Investors took some comfort midweek that there were no surprises in the May Federal Open Market Committee (FOMC)meeting minutes that would indicate the Fed is considering any more drastic action than what is already laid out. A further boost to the market came on Friday when the April Personal Consumption Expenditures Price Index (PCE) indicated that some inflationary pressures may have peaked. The April PCE Index slowed to a 6.3% year-over-year increase in prices in April versus 6.6%  increase in March. It was the first moderation in the index in a year and a half. The next FOMC meeting is scheduled for June 14th and 15th.
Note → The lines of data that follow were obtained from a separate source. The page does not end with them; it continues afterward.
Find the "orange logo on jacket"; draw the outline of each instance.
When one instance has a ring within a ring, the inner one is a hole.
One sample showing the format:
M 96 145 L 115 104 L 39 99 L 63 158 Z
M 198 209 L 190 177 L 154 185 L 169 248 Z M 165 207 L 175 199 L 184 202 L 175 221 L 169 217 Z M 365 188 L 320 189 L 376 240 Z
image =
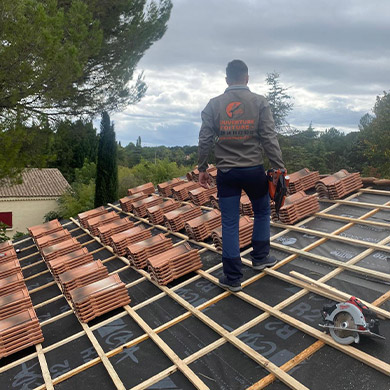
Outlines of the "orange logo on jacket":
M 231 102 L 226 106 L 226 114 L 229 118 L 235 118 L 244 113 L 244 106 L 241 102 Z

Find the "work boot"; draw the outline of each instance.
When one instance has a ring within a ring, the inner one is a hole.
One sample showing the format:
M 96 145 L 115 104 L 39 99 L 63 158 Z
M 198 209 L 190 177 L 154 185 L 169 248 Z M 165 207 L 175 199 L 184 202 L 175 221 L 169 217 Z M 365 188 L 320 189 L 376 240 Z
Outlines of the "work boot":
M 262 260 L 252 259 L 252 268 L 256 271 L 262 271 L 265 267 L 272 267 L 277 263 L 277 260 L 274 256 L 264 257 Z
M 226 276 L 220 277 L 218 283 L 221 287 L 227 288 L 232 292 L 238 292 L 242 290 L 241 282 L 230 282 Z

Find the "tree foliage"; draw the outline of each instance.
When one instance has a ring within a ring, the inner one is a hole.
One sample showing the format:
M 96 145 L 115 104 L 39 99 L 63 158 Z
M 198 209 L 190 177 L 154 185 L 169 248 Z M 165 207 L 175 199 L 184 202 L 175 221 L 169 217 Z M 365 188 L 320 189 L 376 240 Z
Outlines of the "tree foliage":
M 52 166 L 58 168 L 69 183 L 75 180 L 75 169 L 85 159 L 96 162 L 99 138 L 92 122 L 63 120 L 56 124 Z
M 54 159 L 53 131 L 45 118 L 29 126 L 17 118 L 6 121 L 6 126 L 3 131 L 0 124 L 0 184 L 5 178 L 19 182 L 23 169 L 43 168 Z
M 95 115 L 137 102 L 134 69 L 166 31 L 170 0 L 2 0 L 0 118 Z
M 365 171 L 369 175 L 390 177 L 390 94 L 377 96 L 374 116 L 365 115 L 360 121 L 360 138 Z
M 118 162 L 114 125 L 106 111 L 102 114 L 97 158 L 95 207 L 117 200 Z
M 281 85 L 279 77 L 278 72 L 267 73 L 265 80 L 269 86 L 269 91 L 266 98 L 271 106 L 276 130 L 281 134 L 290 134 L 293 129 L 286 118 L 292 111 L 294 103 L 292 97 L 287 94 L 288 88 Z

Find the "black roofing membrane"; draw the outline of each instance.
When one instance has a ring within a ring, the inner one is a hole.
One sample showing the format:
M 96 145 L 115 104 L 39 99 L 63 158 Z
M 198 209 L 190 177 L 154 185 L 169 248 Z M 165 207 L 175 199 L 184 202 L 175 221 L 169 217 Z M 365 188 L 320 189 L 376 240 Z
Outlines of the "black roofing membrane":
M 0 360 L 0 363 L 2 363 L 2 360 Z M 0 373 L 0 383 L 1 388 L 4 390 L 29 390 L 44 384 L 38 358 L 30 359 L 25 363 Z
M 229 295 L 225 299 L 208 306 L 203 313 L 223 328 L 232 331 L 263 313 L 262 310 Z
M 372 210 L 372 208 L 359 207 L 359 202 L 381 205 L 390 201 L 390 194 L 388 196 L 383 196 L 365 193 L 360 195 L 357 200 L 352 201 L 354 202 L 354 205 L 339 204 L 337 207 L 327 211 L 327 213 L 359 218 Z M 320 202 L 320 206 L 321 210 L 323 210 L 329 208 L 332 204 Z M 124 217 L 126 214 L 120 213 L 120 216 Z M 130 217 L 130 219 L 134 222 L 138 221 L 138 219 L 133 217 Z M 390 223 L 390 211 L 380 210 L 367 218 L 367 220 Z M 65 222 L 67 221 L 63 221 L 63 223 Z M 145 225 L 146 228 L 150 227 L 150 225 L 146 223 L 142 224 Z M 300 226 L 319 232 L 332 233 L 335 230 L 343 228 L 346 224 L 347 222 L 344 223 L 327 218 L 315 217 L 313 219 L 309 218 L 308 221 Z M 77 225 L 75 223 L 70 223 L 65 227 L 68 230 L 72 230 L 77 228 Z M 165 231 L 156 227 L 154 227 L 151 232 L 153 235 L 161 232 L 165 233 Z M 271 227 L 271 236 L 281 232 L 283 232 L 282 228 Z M 76 229 L 72 232 L 72 236 L 78 236 L 83 233 L 84 231 L 82 229 Z M 182 230 L 181 233 L 185 234 L 185 231 Z M 365 241 L 367 243 L 366 246 L 327 239 L 323 244 L 313 248 L 310 253 L 342 262 L 353 261 L 354 257 L 369 248 L 370 244 L 378 243 L 389 237 L 389 233 L 390 227 L 373 226 L 363 223 L 355 224 L 340 235 Z M 172 238 L 173 243 L 183 241 L 182 238 L 179 238 L 174 234 L 169 234 L 168 237 Z M 87 242 L 91 239 L 91 236 L 86 235 L 80 237 L 79 241 Z M 288 247 L 303 249 L 308 245 L 315 244 L 316 241 L 320 239 L 321 236 L 319 235 L 290 230 L 274 239 L 274 242 L 282 244 L 286 249 L 288 249 Z M 208 242 L 212 244 L 211 239 L 209 239 Z M 15 248 L 26 248 L 32 244 L 33 241 L 29 239 L 19 244 L 15 243 Z M 194 243 L 191 243 L 190 245 L 196 249 L 202 248 Z M 390 244 L 387 244 L 387 246 L 390 248 Z M 97 241 L 94 241 L 89 244 L 87 248 L 91 251 L 102 248 L 102 246 Z M 248 248 L 250 247 L 242 248 L 241 253 L 244 253 L 243 257 L 250 260 L 249 253 L 245 254 L 245 251 L 247 251 Z M 18 253 L 18 258 L 33 254 L 31 257 L 21 261 L 22 267 L 34 264 L 42 259 L 39 253 L 35 253 L 36 251 L 37 249 L 34 246 Z M 288 251 L 276 250 L 274 248 L 271 248 L 271 254 L 276 256 L 279 262 L 287 257 L 294 257 L 294 255 Z M 107 249 L 102 249 L 93 254 L 95 260 L 104 260 L 112 256 L 113 253 Z M 208 270 L 211 267 L 221 265 L 220 253 L 206 250 L 202 252 L 200 256 L 203 261 L 203 270 Z M 106 262 L 105 265 L 109 269 L 109 272 L 115 272 L 119 268 L 123 268 L 125 263 L 119 259 L 113 259 Z M 356 265 L 389 275 L 390 253 L 373 250 L 371 254 L 357 262 Z M 25 277 L 29 277 L 45 271 L 45 269 L 46 264 L 40 263 L 31 268 L 24 269 L 23 274 Z M 321 263 L 305 256 L 297 256 L 294 260 L 277 268 L 277 271 L 288 275 L 290 271 L 294 270 L 313 279 L 320 279 L 334 269 L 335 267 L 326 263 Z M 215 277 L 219 277 L 222 274 L 222 267 L 218 267 L 211 274 Z M 243 280 L 246 281 L 258 275 L 259 272 L 254 271 L 250 266 L 244 264 L 243 274 Z M 194 307 L 197 307 L 226 291 L 203 277 L 197 277 L 194 281 L 185 284 L 186 280 L 196 275 L 195 272 L 192 272 L 170 283 L 168 287 L 172 288 L 184 282 L 184 285 L 180 286 L 178 289 L 175 288 L 174 291 Z M 128 288 L 131 297 L 130 306 L 132 307 L 161 293 L 160 288 L 144 279 L 139 272 L 131 267 L 121 271 L 119 276 L 126 284 L 139 281 L 139 283 Z M 26 285 L 30 290 L 41 286 L 44 287 L 31 294 L 33 304 L 36 305 L 51 298 L 61 297 L 61 292 L 57 285 L 45 287 L 47 283 L 52 281 L 53 277 L 49 272 L 26 281 Z M 359 298 L 370 302 L 387 293 L 390 286 L 390 283 L 387 281 L 345 270 L 339 272 L 330 280 L 327 280 L 326 283 L 347 294 L 358 296 Z M 246 286 L 243 291 L 259 301 L 275 306 L 301 291 L 301 289 L 283 282 L 276 277 L 263 276 Z M 321 309 L 324 304 L 330 302 L 332 301 L 327 298 L 313 293 L 307 293 L 299 300 L 282 309 L 282 311 L 299 321 L 322 330 L 318 326 L 318 324 L 322 322 L 320 314 Z M 390 301 L 388 300 L 382 303 L 381 307 L 385 310 L 390 310 Z M 66 300 L 61 297 L 37 308 L 36 312 L 39 320 L 42 322 L 69 310 L 70 307 Z M 158 300 L 152 301 L 146 306 L 137 309 L 137 314 L 152 328 L 164 325 L 185 312 L 186 310 L 180 304 L 176 303 L 168 296 L 159 298 Z M 228 331 L 239 328 L 248 321 L 258 318 L 263 313 L 261 310 L 246 303 L 234 294 L 225 296 L 223 299 L 203 309 L 202 312 Z M 111 320 L 114 316 L 118 316 L 118 318 Z M 105 325 L 99 326 L 103 322 Z M 113 310 L 90 321 L 88 326 L 95 328 L 93 334 L 106 353 L 144 335 L 144 331 L 140 326 L 122 308 Z M 380 333 L 386 337 L 386 341 L 362 337 L 361 343 L 353 344 L 353 347 L 371 354 L 384 362 L 390 363 L 388 348 L 390 321 L 381 320 L 379 329 Z M 42 327 L 42 332 L 45 337 L 42 346 L 45 348 L 53 345 L 81 331 L 82 327 L 76 316 L 73 313 L 70 313 L 61 319 Z M 196 353 L 210 343 L 219 340 L 221 337 L 212 328 L 195 318 L 193 315 L 178 320 L 178 322 L 160 332 L 159 336 L 182 359 Z M 286 361 L 289 361 L 316 341 L 316 339 L 313 339 L 307 334 L 302 333 L 296 328 L 272 316 L 253 326 L 251 329 L 242 332 L 238 337 L 252 349 L 279 366 Z M 24 356 L 29 356 L 35 351 L 35 347 L 30 347 L 15 353 L 14 355 L 3 358 L 0 360 L 0 367 L 17 361 Z M 76 340 L 72 340 L 49 352 L 45 352 L 49 371 L 53 379 L 88 362 L 96 356 L 97 354 L 85 334 L 79 336 Z M 167 358 L 163 351 L 157 347 L 151 339 L 147 339 L 130 348 L 124 349 L 119 354 L 111 357 L 110 361 L 114 365 L 115 370 L 118 372 L 118 375 L 126 388 L 131 388 L 134 385 L 142 383 L 144 380 L 173 365 L 170 359 Z M 230 343 L 219 346 L 216 350 L 191 363 L 189 366 L 199 379 L 208 385 L 210 389 L 246 389 L 268 375 L 268 371 L 260 367 L 256 362 L 248 358 Z M 310 389 L 390 389 L 389 377 L 329 346 L 321 348 L 318 352 L 314 353 L 310 359 L 292 369 L 289 374 L 297 378 Z M 18 364 L 16 367 L 0 374 L 1 389 L 3 389 L 5 385 L 6 387 L 4 388 L 28 390 L 40 386 L 43 383 L 41 368 L 37 358 L 30 358 L 25 363 Z M 55 385 L 56 390 L 89 390 L 96 388 L 115 388 L 112 380 L 108 376 L 107 370 L 101 363 L 94 365 L 87 370 L 80 371 L 77 375 Z M 181 372 L 175 372 L 147 388 L 193 389 L 194 385 L 191 384 Z M 288 387 L 279 381 L 276 381 L 267 387 L 267 389 L 274 390 L 286 388 Z
M 150 339 L 125 348 L 110 358 L 126 388 L 131 388 L 172 366 L 172 362 Z
M 128 315 L 122 316 L 93 331 L 104 352 L 111 351 L 144 334 L 141 327 Z
M 115 390 L 115 385 L 103 363 L 96 364 L 55 385 L 55 390 Z
M 291 376 L 313 390 L 389 389 L 387 375 L 327 345 L 291 371 Z
M 246 294 L 270 306 L 283 302 L 300 290 L 299 287 L 273 276 L 264 276 L 244 289 Z
M 23 257 L 28 256 L 28 255 L 26 255 L 24 252 L 17 253 L 17 257 L 19 259 L 21 267 L 25 267 L 26 265 L 34 264 L 34 263 L 37 263 L 38 261 L 42 260 L 42 256 L 39 252 L 37 252 L 37 248 L 35 248 L 33 253 L 34 253 L 34 255 L 32 255 L 26 259 L 23 259 Z
M 51 276 L 50 274 L 47 274 Z M 42 277 L 45 275 L 41 275 Z M 52 277 L 53 278 L 53 277 Z M 38 278 L 34 278 L 32 280 L 36 280 Z M 39 287 L 39 286 L 37 286 Z M 31 301 L 33 305 L 37 305 L 38 303 L 46 302 L 47 300 L 57 297 L 61 294 L 60 289 L 56 284 L 53 284 L 51 286 L 45 287 L 42 290 L 30 293 Z
M 53 379 L 95 359 L 97 356 L 98 354 L 87 336 L 78 337 L 76 340 L 69 341 L 45 353 Z
M 22 273 L 24 278 L 28 278 L 29 276 L 39 274 L 40 272 L 43 271 L 47 271 L 47 265 L 44 261 L 36 265 L 33 265 L 32 267 L 22 268 Z
M 47 321 L 57 315 L 65 313 L 71 310 L 70 306 L 66 302 L 65 298 L 60 298 L 54 302 L 47 303 L 41 307 L 35 309 L 40 322 Z
M 178 322 L 159 333 L 159 336 L 181 359 L 198 352 L 221 337 L 195 317 Z
M 213 390 L 246 389 L 268 374 L 231 344 L 222 345 L 189 367 Z
M 157 299 L 137 310 L 137 314 L 140 315 L 151 328 L 157 328 L 185 312 L 186 309 L 184 309 L 183 306 L 167 296 Z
The FOMC likely raises the Fed funds rate by another 0.50% at that meeting and future meetings until there is clear evidence that inflation has moderated.

With the first quarter earnings reporting period almost complete, the current consensus for the quarter is 11.2% earnings growth on 13.9% revenue growth versus 6.1% earnings growth on 10.9% revenue growth at the start of the earnings season. For the 488 companies in the S&P 500 that have already reported first quarter earnings, 77.5% have reported earnings above analyst estimates. This coming week seven companies in the S&P 500 Index are scheduled to report earnings.

Looking ahead, the current consensus for second quarter earnings growth is 5.4% and calendar year 2022 earnings growth is currently forecasted to be 9.4%.

In our Dissecting Headlines section, we look at the Personal Savings Rate.

 

Financial Market Update

 

Dissecting Headlines: Personal Savings Rate

The income that is left over after people spend money and pay taxes is their personal savings. One data point we get each month from the Personal Income and Outlays report is the Personal Savings Rate. In the three years leading up to the COVID-19 pandemic, the average personal savings rate in the U.S. was 7.6% each month. During the first 12-months of the pandemic (March 2020 to February 2021) that rate spiked to 17.8% due to a combination of government assistance and fewer options for spending, especially in travel and entertainment.

Pent-up demand for travel and entertainment in 2022, along with an inflationary spike in prices, has led to a decline in the rate of savings as consumers have spent the excess savings socked away during the pandemic. The average savings rate during the first four months of 2002 has been 5.3% and the most recent data for April showed a personal savings rate of 4.4%. It is concerning the overall dollar value of savings has declined below $1 trillion for the first time since 2017. The health of the consumer relies on a combination the ability to earn money, manage credit, and save money. This could prompt some consumers to re-enter the work force, seek higher paying jobs, or moderate spending.